Nicolas Daubanes - Le monde ou rien au Frac Paca
Nicolas Daubanes – Le monde ou rien au Frac Paca

L’exposition s’organise autour d’une installation produite à la Briqueterie de Nagen, lors d’une résidence du Ministère de la Culture et de la Drac Occitanie en 2018. « 15 janvier 1972 » est une charpente posée au sol et couverte de tuiles dont certaines ont été déplacées. Cette pièce évoque la mutinerie des détenus de la prison de Nancy en 1972 pendant laquelle les prisonniers s’étaient hissés sur le toit pour crier leurs revendications. Praticable, l’installation invite les visiteurs à passer sous la charpente ou à monter sur les tuiles pour exprimer leur colère… ou pour tester leur équilibre.

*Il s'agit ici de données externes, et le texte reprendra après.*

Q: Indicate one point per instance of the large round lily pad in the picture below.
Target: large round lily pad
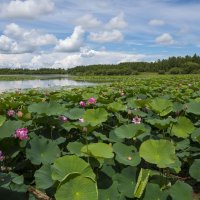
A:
(78, 188)
(67, 165)
(159, 152)
(129, 131)
(195, 170)
(95, 117)
(43, 177)
(42, 150)
(126, 154)
(183, 128)
(181, 190)
(161, 106)
(98, 150)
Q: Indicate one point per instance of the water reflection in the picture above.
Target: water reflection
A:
(51, 83)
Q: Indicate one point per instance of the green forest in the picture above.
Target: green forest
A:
(172, 65)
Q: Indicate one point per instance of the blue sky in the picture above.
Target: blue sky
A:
(67, 33)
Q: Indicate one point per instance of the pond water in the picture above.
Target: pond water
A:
(55, 83)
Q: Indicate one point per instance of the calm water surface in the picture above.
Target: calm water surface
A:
(9, 86)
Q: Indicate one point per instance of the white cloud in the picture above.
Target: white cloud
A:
(165, 39)
(117, 22)
(156, 22)
(72, 43)
(68, 60)
(19, 40)
(88, 21)
(26, 9)
(106, 36)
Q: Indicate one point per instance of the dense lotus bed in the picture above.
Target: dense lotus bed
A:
(134, 139)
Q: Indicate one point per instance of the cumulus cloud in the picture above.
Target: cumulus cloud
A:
(68, 60)
(26, 9)
(106, 36)
(89, 21)
(156, 22)
(117, 22)
(72, 43)
(165, 39)
(19, 40)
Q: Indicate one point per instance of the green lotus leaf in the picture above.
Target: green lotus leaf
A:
(98, 150)
(42, 150)
(2, 120)
(141, 182)
(65, 166)
(126, 154)
(153, 192)
(95, 117)
(161, 106)
(160, 123)
(75, 148)
(111, 193)
(74, 113)
(68, 126)
(126, 181)
(196, 135)
(51, 108)
(78, 188)
(43, 177)
(130, 130)
(181, 190)
(159, 152)
(88, 95)
(8, 128)
(195, 170)
(131, 103)
(193, 107)
(116, 107)
(4, 178)
(183, 128)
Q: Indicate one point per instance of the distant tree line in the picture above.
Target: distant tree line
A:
(172, 65)
(32, 71)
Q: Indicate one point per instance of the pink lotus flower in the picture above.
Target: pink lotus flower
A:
(21, 133)
(11, 113)
(136, 120)
(82, 104)
(2, 157)
(92, 100)
(63, 118)
(19, 114)
(81, 120)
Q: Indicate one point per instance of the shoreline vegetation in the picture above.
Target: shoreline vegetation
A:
(172, 65)
(134, 138)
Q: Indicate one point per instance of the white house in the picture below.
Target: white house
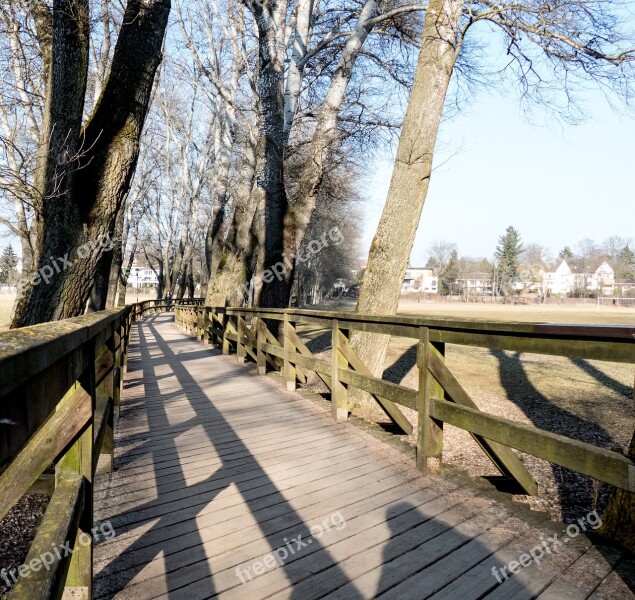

Nicolas Daubanes - 15 janvier 1972, 2018 - Le monde ou rien au Frac Paca - Photo Eric Sinatora
Nicolas Daubanes – 15 janvier 1972, 2018 – Le monde ou rien au Frac Paca – Photo Eric Sinatora

À droite, « Sur les toits, 2019 », un dessin à la limaille de fer sur porcelaine posé sur un tasseau de bois blanc montre les acteurs d’une révolte sur un toit…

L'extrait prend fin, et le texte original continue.